アイキルユウ

「貴方の電話が終わったあと加藤さんが突然私のうちに来て、夕食でも一緒にどうかというの。わたしが、あなたとの約束があるので返事をためらっていると、あなたも交えて四人でどうかと言うの。誰に聞いたのか、あなたが土岐さんを駅に迎えに行くことを知っていて駅に電話して時刻表を確かめたらしくて、ヒジノローマからくる列車はお昼ごろと、夕方と夜中に到着する三本しかなかったんですって。お昼過ぎにホテルに確認したら、あなたはまだ帰っていないって。それでこうなってしまったの。なんで彼女が来たのかしら」
 だいたい想定されることではあった。慶子は四人で食事をすれば、たとえ誰かに目撃されたとしても、問題ないと考えたのだ。
「さあ、早く行かないと、加藤さんにうたがわれるよ」
「さきに加藤さんとこへ行って、わたし、ほんとに具合が悪いの」
「つわり?」
と長谷川が言った。彼女はそれに答えない。隣の部屋を出て行った。今度は本当にレストルームに行った。
 土岐は廊下に牛田夫人がいないのを確認した。階下のレストランに戻った。
 ボーイが神妙な面持ちで慶子の傍らに立っていた。メモ用紙にオーダーを書き込んでいた。
 土岐は彼女のむかいの席に着いた。
 少し遅れて、長谷川がやってきた。
「私の分はオーダーしたけれど、あなたがたは何になさいます?」とメニューを差しだしてきた。一人分しかメニューカードがないのかといぶかしく思った。よく見ると今夜は珍しく、客が多かった。いずれもたった今来たようだった。
「面倒だから、同じでいいです」
と土岐が言うと、
「それじゃぼくも」
と長谷川が追従した。
「ほんと?わたしのはレディースメニューよ」
「そんな気の利いたメニューは、場末のホテルにはないですよ」
と長谷川はやや憮然とした面持ちでいう。
「言ってみただけ。レディーが注文するようなメニューという意味」とどことなく、とげとげしい言い方だ。
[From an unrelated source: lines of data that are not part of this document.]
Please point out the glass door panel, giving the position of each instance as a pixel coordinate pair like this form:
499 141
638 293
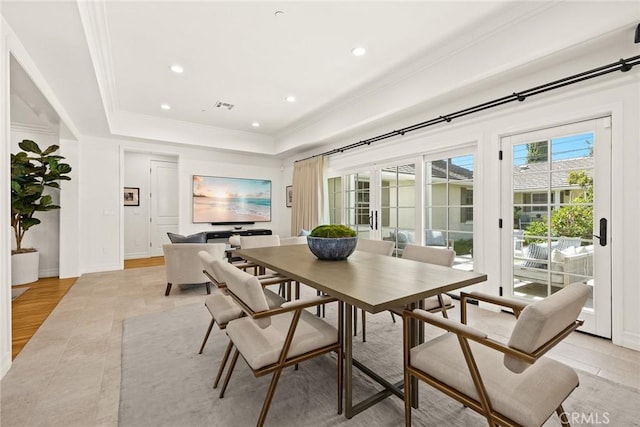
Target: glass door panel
358 203
448 210
554 177
397 205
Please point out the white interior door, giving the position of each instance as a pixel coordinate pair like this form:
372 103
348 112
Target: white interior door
164 204
556 215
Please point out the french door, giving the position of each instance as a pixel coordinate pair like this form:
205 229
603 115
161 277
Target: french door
556 210
380 203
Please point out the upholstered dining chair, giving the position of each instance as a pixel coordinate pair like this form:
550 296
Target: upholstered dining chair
509 384
432 255
381 247
271 339
221 306
183 266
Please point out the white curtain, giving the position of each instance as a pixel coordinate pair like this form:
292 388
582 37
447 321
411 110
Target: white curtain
308 194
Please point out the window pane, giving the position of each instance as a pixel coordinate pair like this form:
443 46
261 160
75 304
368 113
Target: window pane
448 207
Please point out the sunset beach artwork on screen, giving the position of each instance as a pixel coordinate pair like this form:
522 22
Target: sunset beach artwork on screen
226 200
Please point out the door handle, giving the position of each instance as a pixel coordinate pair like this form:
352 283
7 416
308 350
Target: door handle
603 232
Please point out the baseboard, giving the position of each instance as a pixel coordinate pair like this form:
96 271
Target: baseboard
101 268
137 255
631 340
50 272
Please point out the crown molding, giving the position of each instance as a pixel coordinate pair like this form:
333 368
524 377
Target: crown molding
94 21
24 127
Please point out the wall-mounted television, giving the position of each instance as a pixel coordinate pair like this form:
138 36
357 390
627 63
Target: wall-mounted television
225 200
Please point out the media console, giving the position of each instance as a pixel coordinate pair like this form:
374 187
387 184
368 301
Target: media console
217 236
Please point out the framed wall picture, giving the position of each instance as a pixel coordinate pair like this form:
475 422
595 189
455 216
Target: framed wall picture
289 196
131 196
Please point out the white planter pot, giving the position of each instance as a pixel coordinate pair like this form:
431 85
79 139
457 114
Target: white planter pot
24 268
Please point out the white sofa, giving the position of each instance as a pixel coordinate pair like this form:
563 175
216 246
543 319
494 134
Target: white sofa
570 263
183 265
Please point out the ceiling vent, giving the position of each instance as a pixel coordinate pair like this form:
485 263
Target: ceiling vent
222 104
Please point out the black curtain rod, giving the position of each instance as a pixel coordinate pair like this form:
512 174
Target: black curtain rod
623 65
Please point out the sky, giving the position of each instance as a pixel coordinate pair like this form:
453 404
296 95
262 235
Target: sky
566 147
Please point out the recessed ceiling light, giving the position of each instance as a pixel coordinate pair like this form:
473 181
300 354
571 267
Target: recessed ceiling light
358 51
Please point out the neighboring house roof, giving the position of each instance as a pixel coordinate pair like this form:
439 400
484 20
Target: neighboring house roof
533 176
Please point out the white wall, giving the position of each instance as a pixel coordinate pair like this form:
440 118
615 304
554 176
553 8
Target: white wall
5 206
103 177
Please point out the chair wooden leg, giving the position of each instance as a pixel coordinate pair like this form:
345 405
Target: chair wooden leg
223 363
355 321
563 417
229 372
364 326
206 336
407 398
269 398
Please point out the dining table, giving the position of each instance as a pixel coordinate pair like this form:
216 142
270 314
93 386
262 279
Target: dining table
371 282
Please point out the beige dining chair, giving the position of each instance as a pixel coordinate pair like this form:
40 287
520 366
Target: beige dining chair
221 306
509 384
183 266
271 339
380 247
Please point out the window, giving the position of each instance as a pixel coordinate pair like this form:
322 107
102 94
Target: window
448 206
466 213
334 192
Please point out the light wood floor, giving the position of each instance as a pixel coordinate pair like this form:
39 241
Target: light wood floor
31 309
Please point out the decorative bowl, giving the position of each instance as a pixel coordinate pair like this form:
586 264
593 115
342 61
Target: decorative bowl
332 248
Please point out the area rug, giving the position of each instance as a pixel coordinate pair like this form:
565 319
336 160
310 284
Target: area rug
165 382
16 292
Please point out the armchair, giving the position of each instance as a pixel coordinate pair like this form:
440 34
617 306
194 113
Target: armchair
221 306
182 263
509 384
271 339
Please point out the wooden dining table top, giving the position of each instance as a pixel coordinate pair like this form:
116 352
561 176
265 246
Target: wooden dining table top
372 282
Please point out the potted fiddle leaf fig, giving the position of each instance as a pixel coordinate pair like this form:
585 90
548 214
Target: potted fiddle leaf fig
32 171
332 242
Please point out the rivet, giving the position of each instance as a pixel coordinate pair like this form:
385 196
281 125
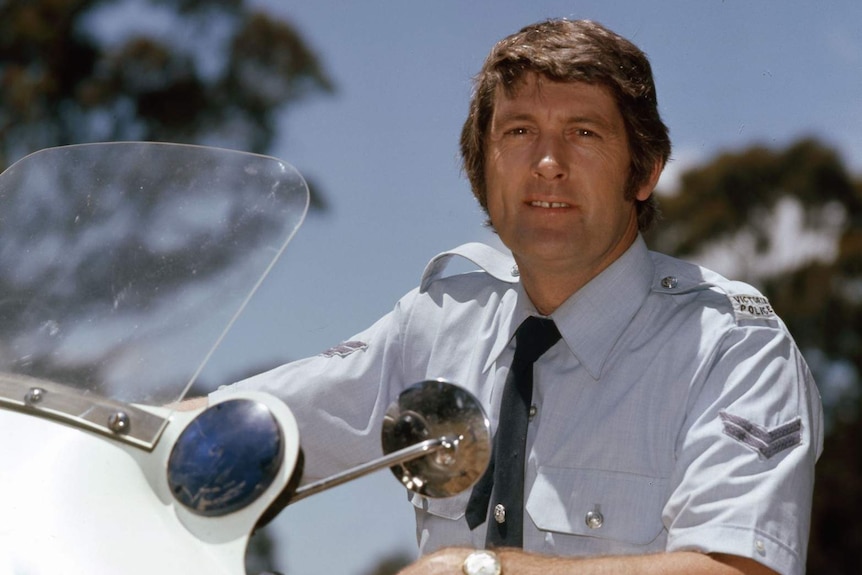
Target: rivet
35 395
119 422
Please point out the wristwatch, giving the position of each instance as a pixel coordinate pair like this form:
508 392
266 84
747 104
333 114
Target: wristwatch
482 562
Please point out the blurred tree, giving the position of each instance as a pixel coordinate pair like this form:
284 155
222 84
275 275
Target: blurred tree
188 71
790 222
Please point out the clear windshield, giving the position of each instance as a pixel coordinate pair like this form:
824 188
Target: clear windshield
123 264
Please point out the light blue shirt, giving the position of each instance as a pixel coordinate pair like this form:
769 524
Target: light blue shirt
676 410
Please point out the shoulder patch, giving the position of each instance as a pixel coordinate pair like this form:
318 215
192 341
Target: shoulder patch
345 348
751 307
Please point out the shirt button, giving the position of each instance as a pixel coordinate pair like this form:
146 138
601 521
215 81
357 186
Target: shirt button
500 513
594 519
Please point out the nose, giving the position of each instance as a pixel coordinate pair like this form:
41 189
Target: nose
550 163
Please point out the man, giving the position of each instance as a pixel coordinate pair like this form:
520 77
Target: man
673 424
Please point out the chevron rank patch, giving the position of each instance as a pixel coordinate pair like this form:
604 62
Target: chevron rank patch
345 348
767 442
752 307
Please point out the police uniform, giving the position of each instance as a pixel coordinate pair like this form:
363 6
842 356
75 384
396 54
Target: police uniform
676 412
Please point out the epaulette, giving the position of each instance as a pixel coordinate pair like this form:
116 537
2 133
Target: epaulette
499 265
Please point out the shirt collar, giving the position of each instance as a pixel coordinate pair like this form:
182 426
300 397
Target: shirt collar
593 318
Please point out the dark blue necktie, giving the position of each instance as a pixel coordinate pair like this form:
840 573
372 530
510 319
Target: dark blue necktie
505 474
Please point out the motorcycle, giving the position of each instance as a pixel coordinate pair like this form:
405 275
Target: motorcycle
122 267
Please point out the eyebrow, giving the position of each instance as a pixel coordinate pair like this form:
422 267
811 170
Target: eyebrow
519 116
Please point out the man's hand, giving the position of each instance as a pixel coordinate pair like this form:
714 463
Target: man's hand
516 562
448 561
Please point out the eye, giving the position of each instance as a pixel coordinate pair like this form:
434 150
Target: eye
518 131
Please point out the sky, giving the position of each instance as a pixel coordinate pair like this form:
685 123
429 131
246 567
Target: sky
383 149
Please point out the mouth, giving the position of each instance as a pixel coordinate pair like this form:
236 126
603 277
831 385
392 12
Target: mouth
549 205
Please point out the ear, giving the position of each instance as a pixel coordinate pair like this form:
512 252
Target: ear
646 189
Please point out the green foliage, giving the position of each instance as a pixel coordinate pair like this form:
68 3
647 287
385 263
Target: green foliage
733 199
188 71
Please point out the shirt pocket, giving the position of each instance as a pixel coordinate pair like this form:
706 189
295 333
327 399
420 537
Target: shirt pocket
622 507
449 507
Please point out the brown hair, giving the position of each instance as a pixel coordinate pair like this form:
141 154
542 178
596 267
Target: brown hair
572 51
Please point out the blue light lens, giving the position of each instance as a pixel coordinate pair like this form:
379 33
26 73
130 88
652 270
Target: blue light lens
226 457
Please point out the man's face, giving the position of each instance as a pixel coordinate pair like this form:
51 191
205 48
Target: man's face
556 168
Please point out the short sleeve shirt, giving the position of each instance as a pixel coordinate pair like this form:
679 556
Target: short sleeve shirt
676 412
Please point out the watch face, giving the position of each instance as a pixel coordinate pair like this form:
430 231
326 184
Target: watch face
481 563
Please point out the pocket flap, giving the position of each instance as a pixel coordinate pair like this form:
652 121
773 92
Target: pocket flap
622 506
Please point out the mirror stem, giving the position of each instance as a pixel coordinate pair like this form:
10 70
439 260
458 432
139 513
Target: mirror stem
415 451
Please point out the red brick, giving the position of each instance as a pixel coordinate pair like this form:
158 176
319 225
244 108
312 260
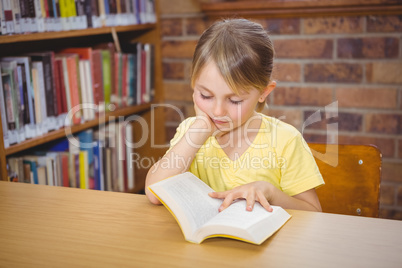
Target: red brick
333 72
302 96
385 145
171 27
383 24
179 7
367 97
390 213
400 148
384 123
173 70
280 26
384 72
346 121
196 26
332 25
368 48
178 91
391 172
286 72
304 48
178 49
292 117
387 194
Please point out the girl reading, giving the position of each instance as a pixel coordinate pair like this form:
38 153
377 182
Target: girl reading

理由は次の言葉でわかった。
「どうでもいいけど、あなた、口の周りが赤いわよ」
と言われて長谷川は返答に窮した。窮しているという表情を彼女に見られないように眼を落とした。スープスプーンの裏に顔を映した。
「すいません。あまりに、空腹だったもんで、さっき部屋でいそいでチョコレートを食べてきたんです」
 そこで土岐は長谷川に助け舟を出した。